This month we highlight an early 1900s family photograph from the Callender, Goldsmith, and Cox family papers held at the Sam Houston Regional Library and Research Center in Liberty, TX. The subject of the photo, Russell Goldsmith, was a bookkeeper at Gulf Oil Refinery in Port Arthur, TX. Given its age and drawing-like appearance, this hand-colored image may be a gum bichromate print. The 11” x 8.5” photograph is mounted on curved board, which was popular in early 20th-century family portraiture. Boards were shaped into a dome with steam and custom framed beneath curved glass. At some previous time, this photograph was separated from its frame and its vulnerable dome shape was broken.

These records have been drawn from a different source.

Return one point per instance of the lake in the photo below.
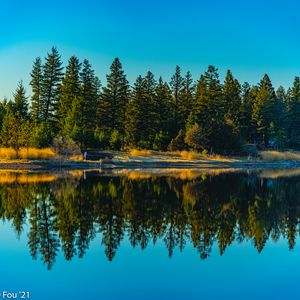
(150, 234)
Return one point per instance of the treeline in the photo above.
(206, 115)
(67, 214)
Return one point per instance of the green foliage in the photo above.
(14, 131)
(40, 135)
(161, 141)
(36, 84)
(50, 84)
(65, 146)
(115, 140)
(101, 138)
(114, 99)
(178, 143)
(153, 114)
(195, 138)
(20, 101)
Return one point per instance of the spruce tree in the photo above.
(177, 85)
(136, 131)
(114, 99)
(247, 124)
(52, 76)
(264, 110)
(70, 90)
(81, 117)
(21, 101)
(232, 98)
(36, 82)
(293, 111)
(186, 99)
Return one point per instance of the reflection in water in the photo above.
(67, 212)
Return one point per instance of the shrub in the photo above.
(160, 142)
(177, 144)
(194, 137)
(115, 140)
(65, 146)
(136, 152)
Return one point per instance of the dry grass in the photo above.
(30, 153)
(280, 156)
(190, 155)
(76, 158)
(14, 177)
(136, 152)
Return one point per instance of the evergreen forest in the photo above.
(181, 114)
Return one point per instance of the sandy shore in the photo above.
(123, 162)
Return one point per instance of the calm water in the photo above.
(137, 235)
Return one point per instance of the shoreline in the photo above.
(49, 165)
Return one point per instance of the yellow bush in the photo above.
(136, 152)
(190, 155)
(30, 153)
(280, 156)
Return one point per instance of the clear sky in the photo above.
(249, 37)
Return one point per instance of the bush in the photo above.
(115, 141)
(65, 146)
(101, 137)
(194, 137)
(160, 142)
(40, 136)
(177, 144)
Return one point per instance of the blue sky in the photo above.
(249, 37)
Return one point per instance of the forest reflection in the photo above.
(65, 213)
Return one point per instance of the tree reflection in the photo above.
(68, 213)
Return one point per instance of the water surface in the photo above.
(179, 234)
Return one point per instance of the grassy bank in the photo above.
(33, 159)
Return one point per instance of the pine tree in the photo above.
(21, 101)
(162, 108)
(136, 131)
(264, 110)
(293, 107)
(70, 90)
(247, 124)
(36, 82)
(52, 76)
(177, 85)
(186, 99)
(232, 98)
(80, 120)
(114, 99)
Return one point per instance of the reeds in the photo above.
(27, 153)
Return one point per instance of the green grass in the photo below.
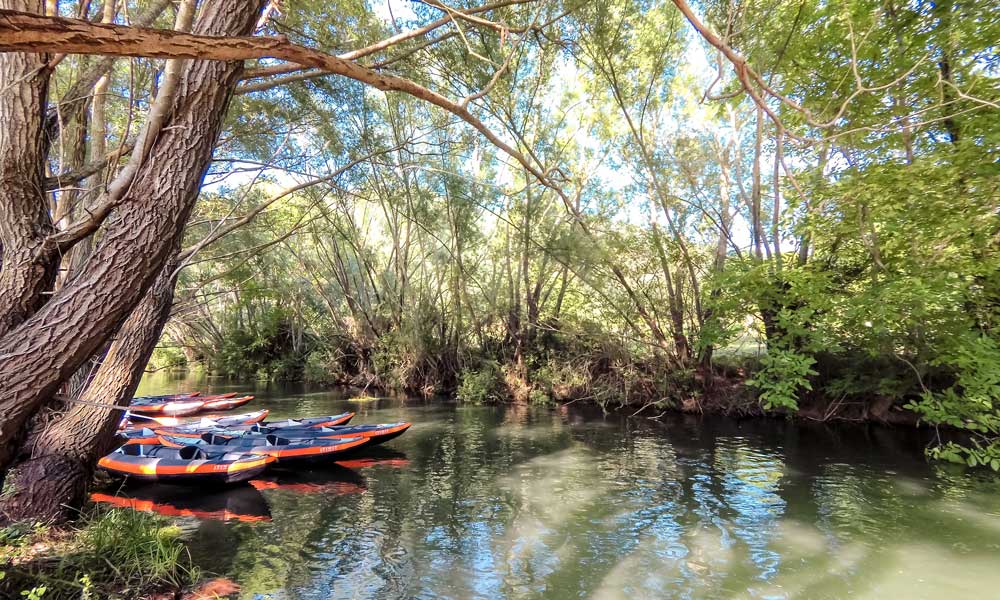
(117, 553)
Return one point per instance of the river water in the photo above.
(492, 502)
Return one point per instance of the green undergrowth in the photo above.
(114, 554)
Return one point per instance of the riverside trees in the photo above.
(608, 224)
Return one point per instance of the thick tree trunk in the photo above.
(50, 483)
(24, 219)
(47, 348)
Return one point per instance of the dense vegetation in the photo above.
(839, 257)
(738, 206)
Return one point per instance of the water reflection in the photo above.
(239, 503)
(478, 502)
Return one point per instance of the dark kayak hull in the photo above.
(282, 450)
(162, 464)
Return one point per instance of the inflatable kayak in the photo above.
(282, 449)
(216, 425)
(226, 403)
(188, 464)
(327, 421)
(169, 408)
(165, 397)
(376, 433)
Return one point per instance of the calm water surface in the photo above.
(478, 502)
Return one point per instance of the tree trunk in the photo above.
(47, 348)
(50, 483)
(24, 219)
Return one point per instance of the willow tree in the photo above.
(142, 212)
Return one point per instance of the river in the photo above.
(518, 502)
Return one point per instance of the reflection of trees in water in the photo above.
(515, 504)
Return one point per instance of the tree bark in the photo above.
(46, 349)
(50, 483)
(24, 219)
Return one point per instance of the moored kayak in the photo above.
(170, 408)
(378, 434)
(327, 421)
(283, 449)
(207, 422)
(187, 464)
(226, 403)
(164, 397)
(196, 429)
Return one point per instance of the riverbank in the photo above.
(115, 553)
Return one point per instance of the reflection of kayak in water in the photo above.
(377, 457)
(333, 480)
(243, 503)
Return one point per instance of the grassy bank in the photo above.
(114, 553)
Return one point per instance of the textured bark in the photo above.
(50, 483)
(24, 220)
(46, 349)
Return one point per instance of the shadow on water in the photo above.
(518, 502)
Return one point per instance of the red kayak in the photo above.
(170, 408)
(179, 407)
(226, 403)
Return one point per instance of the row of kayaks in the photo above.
(237, 448)
(184, 405)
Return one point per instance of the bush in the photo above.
(117, 553)
(483, 385)
(783, 374)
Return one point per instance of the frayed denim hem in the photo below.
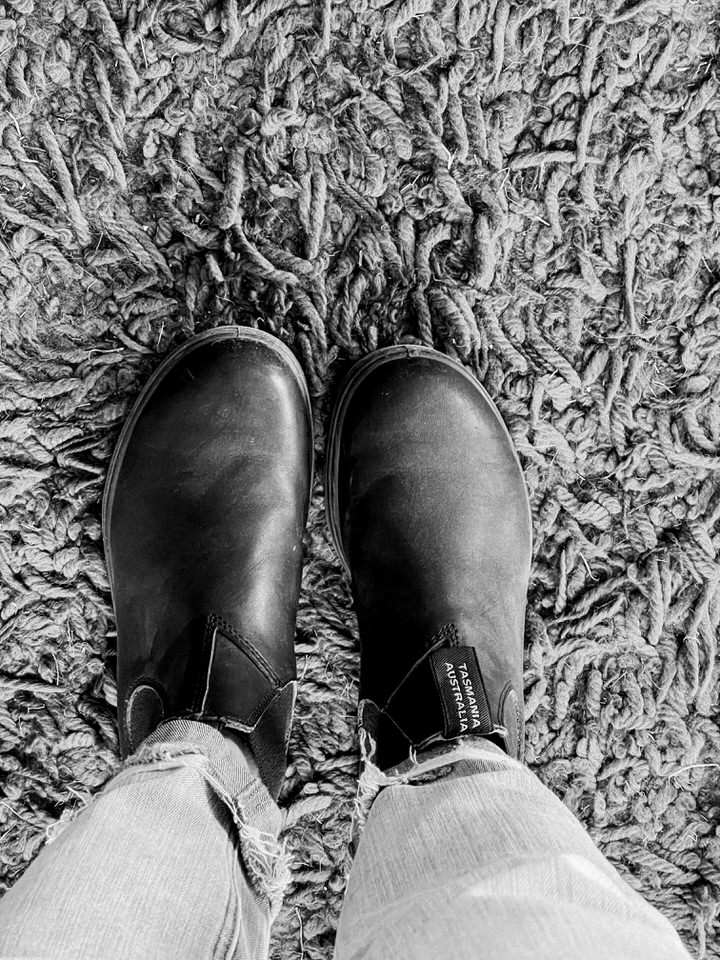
(255, 816)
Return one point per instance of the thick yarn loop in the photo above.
(531, 187)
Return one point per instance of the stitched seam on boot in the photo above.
(518, 717)
(247, 647)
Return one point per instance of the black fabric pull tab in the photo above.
(462, 692)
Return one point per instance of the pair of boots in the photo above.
(203, 517)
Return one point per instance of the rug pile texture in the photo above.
(532, 187)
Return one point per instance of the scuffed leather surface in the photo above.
(435, 523)
(206, 526)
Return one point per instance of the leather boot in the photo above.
(428, 511)
(203, 516)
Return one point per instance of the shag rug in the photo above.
(533, 187)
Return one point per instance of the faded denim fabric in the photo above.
(481, 860)
(178, 858)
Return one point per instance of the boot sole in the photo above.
(248, 334)
(358, 373)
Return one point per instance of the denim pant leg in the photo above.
(177, 858)
(484, 861)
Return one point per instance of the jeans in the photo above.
(463, 854)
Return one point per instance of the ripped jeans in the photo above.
(178, 857)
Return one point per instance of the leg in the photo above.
(176, 858)
(465, 853)
(486, 855)
(203, 516)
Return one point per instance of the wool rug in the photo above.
(534, 188)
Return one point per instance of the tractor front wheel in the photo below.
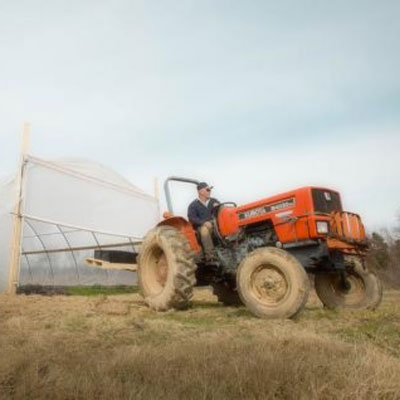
(362, 289)
(272, 283)
(166, 269)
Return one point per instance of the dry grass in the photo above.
(113, 347)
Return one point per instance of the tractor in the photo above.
(264, 253)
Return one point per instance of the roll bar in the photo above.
(167, 189)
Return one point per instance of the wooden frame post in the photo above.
(15, 252)
(157, 194)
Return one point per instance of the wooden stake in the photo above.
(157, 194)
(15, 253)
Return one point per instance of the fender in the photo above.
(186, 228)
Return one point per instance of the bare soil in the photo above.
(114, 347)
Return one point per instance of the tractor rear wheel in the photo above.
(272, 283)
(364, 290)
(166, 269)
(226, 294)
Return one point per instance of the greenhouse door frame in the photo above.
(15, 251)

The goal for this treatment was to stabilize the item for storage and possible display within the skill set available to a book and paper conservator. Photograph conservation is a specialized field. It is hoped that the reversible elements of this treatment would allow work by a photo conservator at a later date if required.
After testing for media solubility, small amounts of thick wheat starch paste were worked into the exposed, broken board edges. Broken segments were aligned and Japanese tissue was adhered on the back of the item. This process required working in steps from the front and the back, while supporting the item’s curved shape. Even this iterative approach required compromises of alignment between the image area and the board’s convex shape. After many years of separation and changing environmental conditions, it is likely that the board pieces have drifted from their original shape.

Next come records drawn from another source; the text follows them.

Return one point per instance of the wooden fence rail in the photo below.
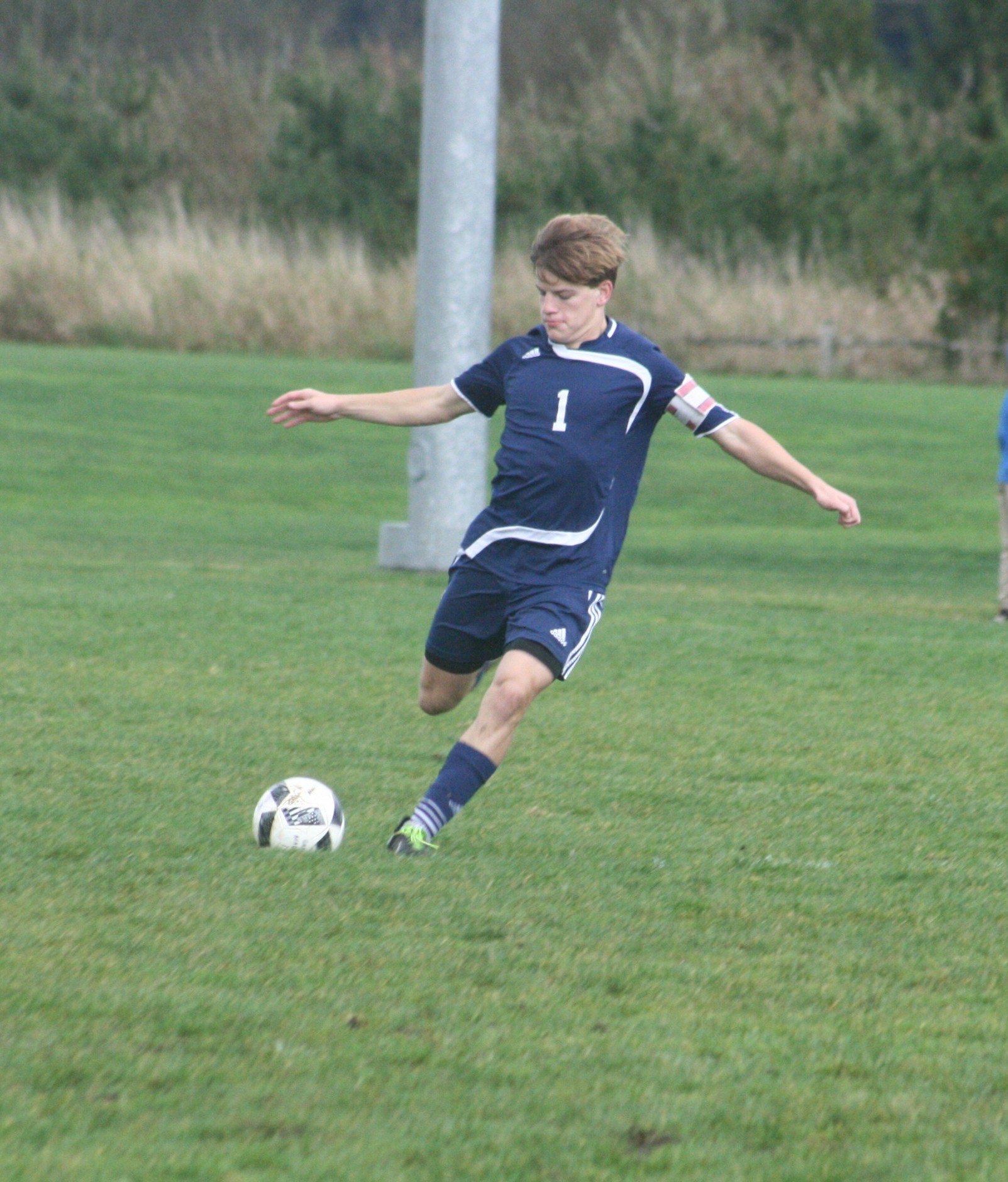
(830, 345)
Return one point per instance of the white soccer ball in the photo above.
(298, 814)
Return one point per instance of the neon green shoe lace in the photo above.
(418, 837)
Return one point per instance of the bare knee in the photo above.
(435, 701)
(512, 697)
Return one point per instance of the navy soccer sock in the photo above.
(463, 773)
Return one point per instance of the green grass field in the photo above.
(735, 907)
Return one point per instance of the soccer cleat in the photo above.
(409, 839)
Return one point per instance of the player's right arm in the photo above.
(421, 407)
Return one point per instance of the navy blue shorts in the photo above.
(481, 616)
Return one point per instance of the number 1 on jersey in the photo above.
(562, 411)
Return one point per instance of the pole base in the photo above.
(402, 548)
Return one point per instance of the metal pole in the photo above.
(828, 349)
(455, 258)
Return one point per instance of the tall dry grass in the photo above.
(185, 283)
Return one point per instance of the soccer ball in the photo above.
(298, 814)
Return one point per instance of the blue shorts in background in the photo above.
(481, 616)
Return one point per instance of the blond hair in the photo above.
(579, 248)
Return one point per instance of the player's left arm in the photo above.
(762, 452)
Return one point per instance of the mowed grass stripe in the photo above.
(735, 907)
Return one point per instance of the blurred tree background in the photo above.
(872, 134)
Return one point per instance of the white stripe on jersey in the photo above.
(624, 363)
(526, 533)
(595, 616)
(462, 396)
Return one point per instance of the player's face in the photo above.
(572, 312)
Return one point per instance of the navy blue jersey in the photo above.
(578, 423)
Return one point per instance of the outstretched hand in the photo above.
(846, 507)
(304, 407)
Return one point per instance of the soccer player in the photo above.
(582, 396)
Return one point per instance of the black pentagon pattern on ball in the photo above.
(279, 792)
(266, 827)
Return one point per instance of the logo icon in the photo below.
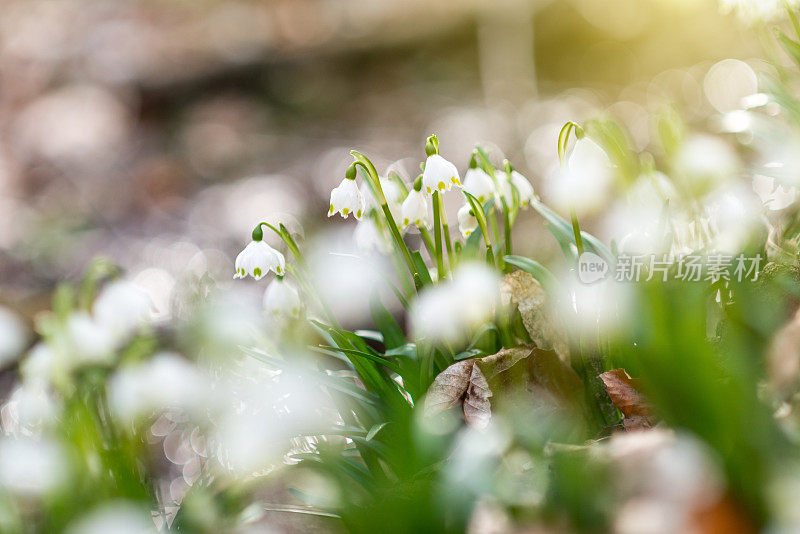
(591, 268)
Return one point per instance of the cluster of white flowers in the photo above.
(414, 208)
(257, 259)
(448, 311)
(118, 312)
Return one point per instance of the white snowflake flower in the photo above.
(467, 222)
(478, 184)
(347, 199)
(257, 259)
(368, 237)
(415, 210)
(281, 300)
(524, 188)
(439, 174)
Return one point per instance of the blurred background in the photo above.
(158, 132)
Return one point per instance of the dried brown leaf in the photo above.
(461, 384)
(624, 393)
(523, 291)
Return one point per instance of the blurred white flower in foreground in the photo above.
(346, 198)
(467, 223)
(13, 336)
(439, 174)
(584, 181)
(773, 197)
(449, 310)
(281, 300)
(257, 259)
(164, 382)
(90, 341)
(478, 184)
(30, 407)
(266, 415)
(733, 215)
(122, 307)
(117, 517)
(639, 222)
(705, 162)
(31, 467)
(601, 306)
(415, 210)
(345, 278)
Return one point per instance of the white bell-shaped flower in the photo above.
(524, 189)
(439, 174)
(394, 197)
(281, 300)
(503, 191)
(257, 259)
(347, 199)
(415, 210)
(478, 184)
(467, 222)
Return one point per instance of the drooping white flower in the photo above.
(122, 307)
(524, 189)
(415, 210)
(478, 184)
(13, 336)
(584, 182)
(281, 300)
(32, 406)
(346, 198)
(439, 174)
(773, 197)
(448, 311)
(257, 259)
(467, 222)
(38, 366)
(369, 237)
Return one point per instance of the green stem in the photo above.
(446, 231)
(372, 175)
(437, 235)
(576, 229)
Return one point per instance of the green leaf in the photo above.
(539, 272)
(392, 333)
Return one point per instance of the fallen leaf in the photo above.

The fragile nature of these repairs required careful housing for protection. The domed image was centered on mat board with pH-neutral bulk surgical cotton and a buffer sheet of Japanese tissue beneath. The item was then pressure-mounted to the backing board with window mats. A window mat cut slightly smaller than the image was bulked with three layers of archival corrugated board to accommodate the depth of the curve. Finally, a top window mat and cover mat were attached.

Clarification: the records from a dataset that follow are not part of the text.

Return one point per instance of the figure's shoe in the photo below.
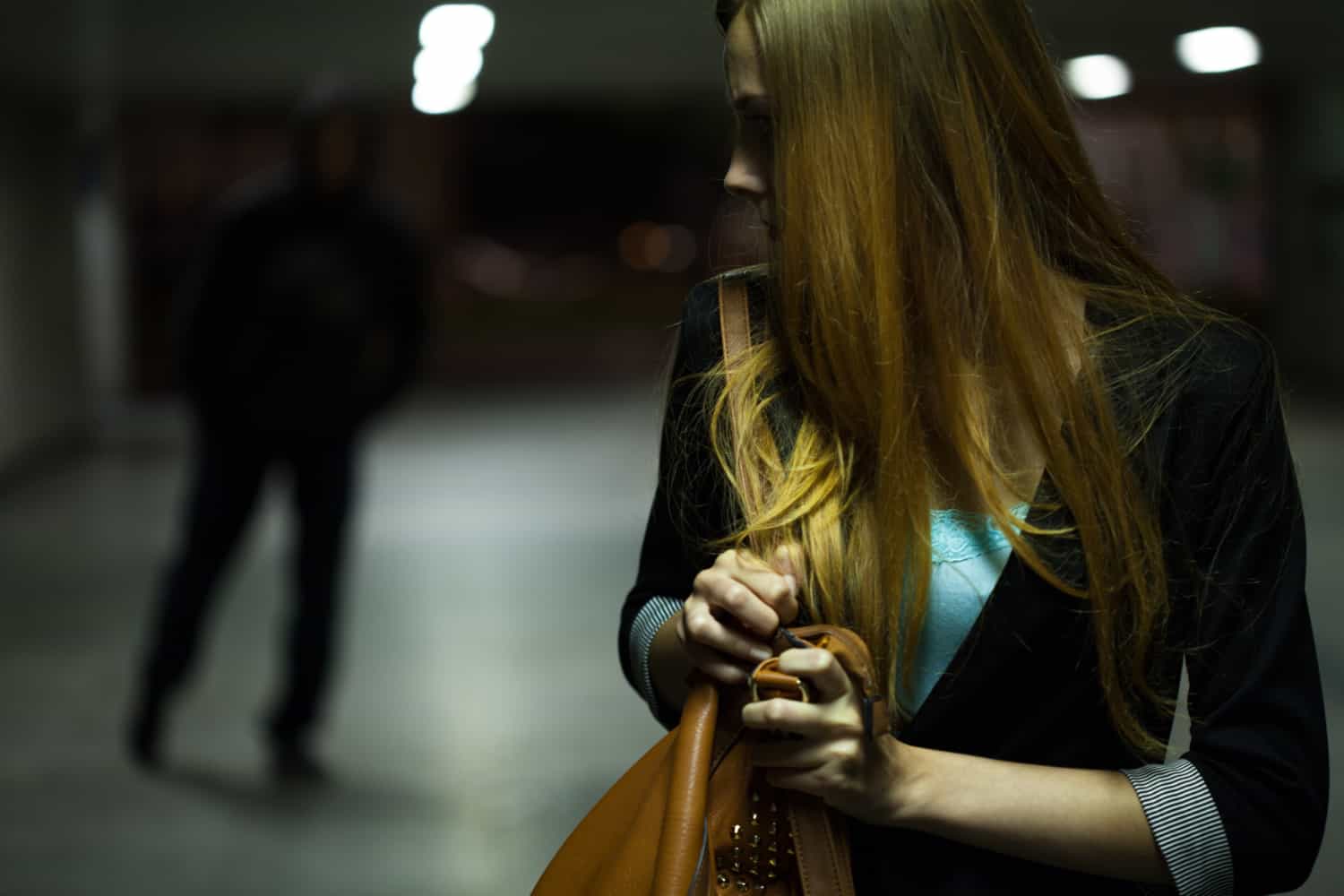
(296, 764)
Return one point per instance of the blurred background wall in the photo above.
(129, 123)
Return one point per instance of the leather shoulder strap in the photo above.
(734, 317)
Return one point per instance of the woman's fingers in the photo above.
(830, 680)
(734, 610)
(702, 629)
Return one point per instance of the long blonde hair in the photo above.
(935, 215)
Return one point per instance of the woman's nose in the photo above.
(745, 179)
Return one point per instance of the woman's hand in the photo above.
(734, 610)
(832, 759)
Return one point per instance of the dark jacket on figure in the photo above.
(1023, 685)
(304, 316)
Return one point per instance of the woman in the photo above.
(978, 429)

Abrasions in the image area along the broken edges were inpainted with acrylic paint and methyl cellulose, with an eye toward minimizing the visual impact of the damage. As the least reversible step in this treatment, inpainting presented an ethical dilemma. The choice was made due to the distracting nature of the cracks and the low probability of future re-treatment. The matted photograph will be stored in an artifact box. It is suitable for viewing and display as matted.